In May 2017, EPA moved for summary judgment. EPA argued that Section 321(a) does not set forth a nondiscretionary duty enforceable through the CAA citizen-suit provision, and so the court lacked jurisdiction. In response, Murray Energy contended that EPA's argument had been rejected twice previously in the suit. 

On October 17, 2016, the district court granted summary judgment in Murray Energy's favor. The court first held that Section 321(a) creates a nondiscretionary duty sufficient to give rise to Section 304(a)(2) jurisdiction, and that Murray Energy had standing to seek redress for its alleged injuries. The court also ruled in Murray Energy's favor on the merits, concluding that EPA had failed to satisfy its obligation under Section 321(a) to assess the actual, site-specific employment effects of CAA regulations.  

EPA appealed the district court's decision to the United States Court of Appeals for the Fourth Circuit. Murray Energy Corp. et al v. Administrator of EPA, No. 16-2432. Following briefing and oral argument on May 9, 2017, the Fourth Circuit on June 29, 2017, held that the district court erred in adjudicating Murray Energy's suit under Section 304(a)(2). It thus vacated the district court's summary judgment order and remanded with instructions that the suit be dismissed for lack of jurisdiction. 
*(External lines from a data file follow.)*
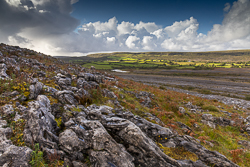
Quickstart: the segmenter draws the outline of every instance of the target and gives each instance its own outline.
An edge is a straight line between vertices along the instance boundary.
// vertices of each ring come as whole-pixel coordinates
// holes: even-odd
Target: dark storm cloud
[[[70,15],[72,4],[77,2],[0,0],[0,42],[68,56],[97,51],[205,51],[250,46],[250,0],[225,4],[222,23],[214,24],[207,34],[198,33],[199,22],[194,17],[167,27],[142,21],[119,23],[116,17],[79,26]]]

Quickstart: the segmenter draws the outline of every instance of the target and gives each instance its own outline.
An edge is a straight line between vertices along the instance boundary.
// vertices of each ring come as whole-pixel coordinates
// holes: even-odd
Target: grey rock
[[[29,99],[36,99],[43,89],[43,84],[41,82],[36,82],[35,85],[30,85],[29,89],[30,89]]]
[[[11,145],[0,156],[0,166],[9,164],[13,167],[29,166],[32,150],[29,147]]]
[[[9,76],[6,74],[6,71],[7,71],[6,64],[0,64],[0,79],[9,78]]]
[[[117,113],[116,116],[133,122],[148,137],[150,137],[154,141],[159,141],[160,143],[164,143],[167,142],[167,139],[170,139],[174,136],[173,132],[170,129],[149,122],[139,116],[134,116],[134,114],[132,114],[131,112],[120,112]]]
[[[73,163],[73,166],[74,166],[74,167],[88,167],[87,164],[84,164],[84,163],[82,163],[82,162],[73,161],[72,163]]]
[[[208,167],[202,161],[193,162],[191,160],[177,160],[182,167]]]
[[[88,148],[90,161],[93,166],[134,167],[133,157],[118,144],[106,131],[99,121],[77,118],[78,124],[71,127],[80,141]],[[79,140],[78,139],[78,140]]]
[[[59,144],[61,145],[61,149],[69,154],[82,151],[85,145],[71,129],[66,129],[59,135]]]
[[[6,105],[0,107],[0,112],[6,116],[10,116],[11,114],[14,114],[14,108],[12,105],[6,104]]]
[[[7,126],[7,121],[0,119],[0,128],[3,128],[4,126]]]
[[[77,105],[78,101],[74,98],[74,93],[69,90],[57,91],[55,97],[62,104]]]
[[[27,145],[39,143],[41,147],[57,149],[58,137],[55,135],[57,123],[51,114],[49,99],[39,95],[37,101],[28,103],[27,123],[24,129],[24,141]]]
[[[127,144],[127,151],[134,156],[135,165],[181,166],[176,160],[163,153],[134,123],[118,117],[103,117],[102,124]]]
In its opinion, the Fourth Circuit first noted that Section 304(a)(2) has been construed narrowly to authorize citizen suits only for "the enforcement of legally required acts or duties of a specific and discrete nature that preclude[] broad agency discretion." Against this backdrop, the court concluded that Section 321(a) imposes on EPA a broad, open-ended statutory mandate—rather than a specific and discrete duty—and so it is not amenable to review under Section 304(a)(2). The court reasoned that EPA has considerable discretion in managing its Section 321(a) duty, because Section 321(a) calls for "evaluations" of potential employment impacts on a "continuing" basis rather than a discrete time period. EPA, according to the court, has discretion to decide how to collect employment impact data, how to judge and examine this data, and how to manage these tasks on an ongoing basis. The court juxtaposed the continuous, complex process of evaluating potential employment effects with other CAA provisions that contained "discrete directives accompanied by specific guidance on matters of content, procedure, and timing."